Kia Ora and Welcome to my Teaching Blog.


This year I am joining Angela Campbell at Eastern Hutt School as an Orff Schulwerk music teacher. Eastern Hutt School is unique in the Wellington region to have a well established Orff Schulwerk specialist music programme, established and developed by Angela over the last 10 years. Angela has a wealth of experience in Orff Schulwerk, she has studied with Doug Goodkin in Salzburg and she completed her level 1 Orff training at the San Francisco school. I first began working with Angela 8 years ago when I was a general classroom teacher at Eastern Hutt School. I have since had three children of my own and have worked closely with Angela to develop my own Orff Schulwerk teaching as well as completing my own Orff Schulwerk training and study at postgraduate level. Music is a big part of my family life and I have used the Orff Schulwerk approach as part of my children's own music education. I will use this blog to share information and resources with teachers and parents and to share some of the students' music making.
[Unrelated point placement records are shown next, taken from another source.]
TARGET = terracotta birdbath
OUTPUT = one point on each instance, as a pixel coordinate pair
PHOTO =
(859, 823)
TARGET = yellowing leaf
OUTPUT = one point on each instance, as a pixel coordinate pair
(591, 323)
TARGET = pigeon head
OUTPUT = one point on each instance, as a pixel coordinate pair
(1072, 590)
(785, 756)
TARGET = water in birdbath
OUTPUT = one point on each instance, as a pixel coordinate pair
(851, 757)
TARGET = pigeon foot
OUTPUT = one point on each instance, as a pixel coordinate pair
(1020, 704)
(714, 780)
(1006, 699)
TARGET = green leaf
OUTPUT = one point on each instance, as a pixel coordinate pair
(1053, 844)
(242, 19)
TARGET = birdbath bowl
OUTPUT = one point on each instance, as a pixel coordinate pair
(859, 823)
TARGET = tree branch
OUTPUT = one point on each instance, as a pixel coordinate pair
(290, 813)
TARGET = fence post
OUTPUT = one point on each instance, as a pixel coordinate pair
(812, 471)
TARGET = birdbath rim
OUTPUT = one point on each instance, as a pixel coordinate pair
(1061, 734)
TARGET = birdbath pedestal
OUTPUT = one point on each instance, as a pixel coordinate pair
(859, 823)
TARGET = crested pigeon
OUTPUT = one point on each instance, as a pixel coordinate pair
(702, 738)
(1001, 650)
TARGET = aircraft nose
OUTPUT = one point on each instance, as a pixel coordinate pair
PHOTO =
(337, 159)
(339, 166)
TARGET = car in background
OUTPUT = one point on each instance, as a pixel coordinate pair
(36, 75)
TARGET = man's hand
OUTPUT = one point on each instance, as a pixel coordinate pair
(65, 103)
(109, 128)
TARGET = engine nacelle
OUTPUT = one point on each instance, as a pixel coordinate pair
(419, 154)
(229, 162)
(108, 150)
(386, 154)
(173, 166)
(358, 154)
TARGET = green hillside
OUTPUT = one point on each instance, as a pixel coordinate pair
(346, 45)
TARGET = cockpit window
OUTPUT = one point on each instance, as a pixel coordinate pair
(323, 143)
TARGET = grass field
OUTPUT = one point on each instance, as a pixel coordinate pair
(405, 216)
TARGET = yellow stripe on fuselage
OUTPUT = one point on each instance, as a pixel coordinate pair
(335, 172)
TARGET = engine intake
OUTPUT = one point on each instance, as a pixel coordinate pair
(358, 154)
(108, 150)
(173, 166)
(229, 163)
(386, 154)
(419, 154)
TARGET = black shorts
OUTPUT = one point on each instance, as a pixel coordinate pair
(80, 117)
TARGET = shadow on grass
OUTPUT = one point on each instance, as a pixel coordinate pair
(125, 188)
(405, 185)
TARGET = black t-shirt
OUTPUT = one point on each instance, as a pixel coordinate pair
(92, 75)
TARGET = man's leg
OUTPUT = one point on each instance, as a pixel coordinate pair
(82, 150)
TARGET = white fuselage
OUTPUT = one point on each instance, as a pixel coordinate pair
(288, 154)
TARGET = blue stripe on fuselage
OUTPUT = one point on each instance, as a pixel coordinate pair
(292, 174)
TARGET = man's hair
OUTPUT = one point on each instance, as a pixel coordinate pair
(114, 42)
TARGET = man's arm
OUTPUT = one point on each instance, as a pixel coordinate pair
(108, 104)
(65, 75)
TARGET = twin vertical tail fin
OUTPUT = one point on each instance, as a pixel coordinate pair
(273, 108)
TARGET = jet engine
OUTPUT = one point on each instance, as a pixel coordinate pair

Thank you for taking the time to visit.

Marimba Playing

Marimba Playing
Drawing by Charlotte Prebble

Saturday 12 April 2014

Term One: Junior Music Sessions: Year 0 - Year 2


I have had a wonderful time with the juniors this term exploring and discovering the elements of music through listening, singing, dancing, musical games, and percussion play.  

We have been building a rich repertoire of songs that we can sing confidently and a number of simple partner and circle dances, games, and clapping/body percussion pieces.  Some of our favourites include: Sally Go Round the Sun, We Say Hello, A Let a Go Go, I Wanna be a Friend of Yours, Old King Glory, and Johnny Brown.
From: 'Starting School' by Janet and Allan Ahlberg
We have been listening to music from around the world including Africa, Australia, and Russia and talked about the places and people who make this music.  We have responded to the pieces with movement to get the feel of the different styles and rhythms they use.  We have explored movement using scarves and have listened carefully to see if the music tells us to jump, swirl, skip, walk, run, or crawl slowly.  You can see Room C3 doing some different movements on their classroom blog: http://c3smarties.blogspot.co.nz/2014/02/music.html

We are learning there are many different styles of music in the world and they all make us want to move in different ways.  We are also learning that there are always stories behind the songs and music about the people and places they come from.

From 'Rhymes for Annie Rose' by Shirley Hughes
We have had lots of fun with poems like Davy Davy Dumpling, African chants like Bala Pata Zum and Awa, and nonsense rhymes like Tamminy Mamminy Ma.    We have clapped and patted the rhythms of words and then tried the patterns on different percussion instruments.  We have used the word play to explore different rhythms and contrasts in tempo ie. fast and slow and dynamics ie. loud and soft.  

We have talked about how our voices are the first instrument we learn to use and how we all have one of these we can use to make music anywhere and anytime.  Singing as a group is fun and makes us feel good.

“songs are one of the glues of cohesive culture.  A room full of people that know the same songs not only make an important personal connection, but a vital cultural one as well.” 
(From ‘Play, Sing, and Dance’ by Doug Goodkin, p.31).

We have explored keeping the beat with our bodies and also with shakers, claves, and bucket drums.  Rooms E6 and E7 have posted some small videos of us keeping the beat in different ways.  http://learningine6.blogspot.co.nz/2014/02/e6-e7-music-with-mrs-gain.html
And you can also check out some lovely photos of D1 doing bucket drumming and using the tuned percussion in our Orff Orchestra too http://ehsd1.blogspot.co.nz/2014/03/music-time.html

In the last few weeks of the term we have also started getting to know the instruments in our Orff Orchestra.  We are very lucky at Eastern Hutt School to have the chance to play in an Orff Orchestra that has marimba, xylophones, metallaphones, glockenspiels, and even a contrabass C.  We have been learning about scales, the musical alphabet and how to find some of the different notes.  We have been learning how to hold our beaters and play the instruments with them.